The first time an active probe is performed on an interface, it will be a web probe. This consists of an attempt to download the file http://www.msftncsi.com/ncsi.txt,_and it compares the contents of that file with the expected value of “Microsoft NCSI”. If the comparison succeeds, the active probe is considered successful.
If NCSI has detected proxy servers, it checks to see if the interface being probed is the best interface over which to reach the first proxy server. If so, it applies the proxy settings to the HTTP request. Otherwise, it first tries without the proxy settings, only applying them and making a second attempt if the first failed with name resolution failure. This is to support multihomed scenarios, where one interface is connected via proxy and the interface being probed is not.
If an active probe succeeds, either the IPv4 or IPv6 Internet state will be brought to internet connectivity. Because NCSI does not know whether the request was satisfied using IPv4 or IPv6 connectivity, it makes a guess based on the existence of default gateways for each address family, with IPv4 being selected if an exact determination cannot be made.
The next time an active probe is to be performed, if the hardware address of the default gateway is already in the list of known proxy-less gateways, a DNS probe is performed instead of a web probe. This is an optimization that produces quicker results. A DNS probe performs a simple DNS lookup for the name listed in the registry, with the default being dns.msftncsi.com.
HTTP probe behavior changes in multihomed scenarios when a proxy is detected. When an active probe is executed on an interface, a check is made whether or not that interface is preferred by the network stack to reach the first proxy server address. If so, the web probe is continued as normal. If not, the web probe is first attempted without the use of the proxy. If that fails because the name could not be resolved via DNS, NCSI concludes it must be behind the proxy after all and applies the proxy server settings and retries the probe.
The content retrieved by the HTTP request is compared to known content in the registry. If the content does not match, NCSI assumes that the interface is connected to a hotspot network (which has rerouted the HTTP request to a login page). It then uses the Network List Manager (NLM) APIs to send a message to the PNIDUI (%SystemRoot%\System32\pnidui.dll) Shell Service Object (SSO), which then displays a balloon to indicate to the user that she needs to log in before connecting to the Internet. The gateway MAC address is also recorded in a known hotspot gateway list for proxy detection optimization later.

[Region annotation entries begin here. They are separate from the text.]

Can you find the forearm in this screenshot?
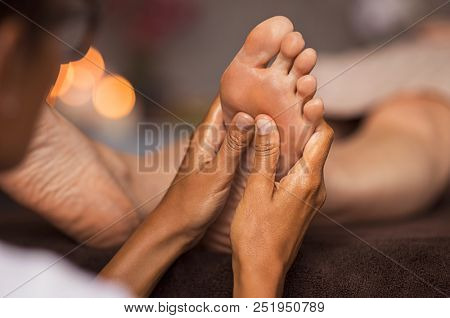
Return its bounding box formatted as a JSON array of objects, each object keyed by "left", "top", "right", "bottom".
[{"left": 100, "top": 202, "right": 195, "bottom": 297}]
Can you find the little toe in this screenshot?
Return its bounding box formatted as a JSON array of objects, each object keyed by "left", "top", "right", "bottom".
[
  {"left": 297, "top": 75, "right": 317, "bottom": 103},
  {"left": 290, "top": 48, "right": 317, "bottom": 78},
  {"left": 236, "top": 16, "right": 294, "bottom": 67},
  {"left": 272, "top": 32, "right": 305, "bottom": 74},
  {"left": 303, "top": 97, "right": 324, "bottom": 127}
]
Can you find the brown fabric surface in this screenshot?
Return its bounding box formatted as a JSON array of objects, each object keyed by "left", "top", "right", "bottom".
[{"left": 0, "top": 189, "right": 450, "bottom": 297}]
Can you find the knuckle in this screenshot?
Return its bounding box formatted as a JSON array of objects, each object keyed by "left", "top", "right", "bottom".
[
  {"left": 255, "top": 141, "right": 279, "bottom": 157},
  {"left": 303, "top": 173, "right": 322, "bottom": 193},
  {"left": 226, "top": 129, "right": 246, "bottom": 151},
  {"left": 325, "top": 124, "right": 334, "bottom": 141}
]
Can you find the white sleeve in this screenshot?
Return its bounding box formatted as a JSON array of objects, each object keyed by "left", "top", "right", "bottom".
[{"left": 0, "top": 243, "right": 131, "bottom": 298}]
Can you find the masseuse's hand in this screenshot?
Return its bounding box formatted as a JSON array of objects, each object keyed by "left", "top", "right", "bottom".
[
  {"left": 230, "top": 115, "right": 333, "bottom": 297},
  {"left": 100, "top": 100, "right": 254, "bottom": 296},
  {"left": 157, "top": 100, "right": 255, "bottom": 238}
]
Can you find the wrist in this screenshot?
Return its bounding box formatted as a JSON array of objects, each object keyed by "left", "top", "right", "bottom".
[
  {"left": 233, "top": 258, "right": 286, "bottom": 298},
  {"left": 152, "top": 200, "right": 204, "bottom": 250}
]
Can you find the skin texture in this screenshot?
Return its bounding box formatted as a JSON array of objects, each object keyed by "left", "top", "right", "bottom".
[
  {"left": 230, "top": 115, "right": 333, "bottom": 297},
  {"left": 100, "top": 102, "right": 254, "bottom": 296},
  {"left": 0, "top": 18, "right": 59, "bottom": 169},
  {"left": 0, "top": 16, "right": 450, "bottom": 252},
  {"left": 220, "top": 17, "right": 323, "bottom": 176},
  {"left": 0, "top": 11, "right": 330, "bottom": 296}
]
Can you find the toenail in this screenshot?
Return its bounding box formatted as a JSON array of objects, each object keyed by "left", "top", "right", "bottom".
[{"left": 256, "top": 118, "right": 274, "bottom": 135}]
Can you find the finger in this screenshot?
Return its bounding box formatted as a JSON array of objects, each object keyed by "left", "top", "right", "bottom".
[
  {"left": 280, "top": 120, "right": 334, "bottom": 193},
  {"left": 215, "top": 112, "right": 255, "bottom": 174},
  {"left": 245, "top": 115, "right": 280, "bottom": 196}
]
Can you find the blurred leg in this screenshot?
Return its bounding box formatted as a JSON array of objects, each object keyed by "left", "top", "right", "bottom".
[{"left": 323, "top": 93, "right": 450, "bottom": 221}]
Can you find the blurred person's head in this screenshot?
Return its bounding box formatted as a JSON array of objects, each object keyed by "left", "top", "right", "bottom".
[{"left": 0, "top": 0, "right": 97, "bottom": 170}]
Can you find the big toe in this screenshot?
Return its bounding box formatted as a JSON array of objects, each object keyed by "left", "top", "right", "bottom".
[{"left": 236, "top": 16, "right": 294, "bottom": 66}]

NSCI can be configured via Group Policy, as shown in Figure 7-33, or via the registry.
The Link-Layer Topology Discovery (LLTD) protocol operates over both wired and wireless networks and enables applications to discover the topology of a network. For example, the Network Map functionality in Windows uses LLTD to draw the local network topology for the connected devices that support the LLTD protocol. Additionally, LLTD supports Quality of Service (QoS) extensions, which allow applications to diagnose network problems such as low signal strength on a wireless network and bandwidth constraints on home networks. Because it operates on the OSI data-link layer, LLTD works only on a single LAN or subnet and cannot cross routers, but its capabilities make it suitable for most home and small-office networks. The specification for the Link-Layer Topology Discovery protocol [MS-LLTD] can be found at www.microsoft.com.
The LLTD Mapper I/O and the LLTD Responder components implement LLTD. The former is responsible for the discovery process and for generating network maps. Because it uses a protocol different from IP, the LLTD Mapper uses NDIS APIs to directly send commands to the network via the network adapter. The LLTD Responder listens for and responds to discovery commands with information about the computer. As mentioned earlier, only devices that have a responder are shown in the network map.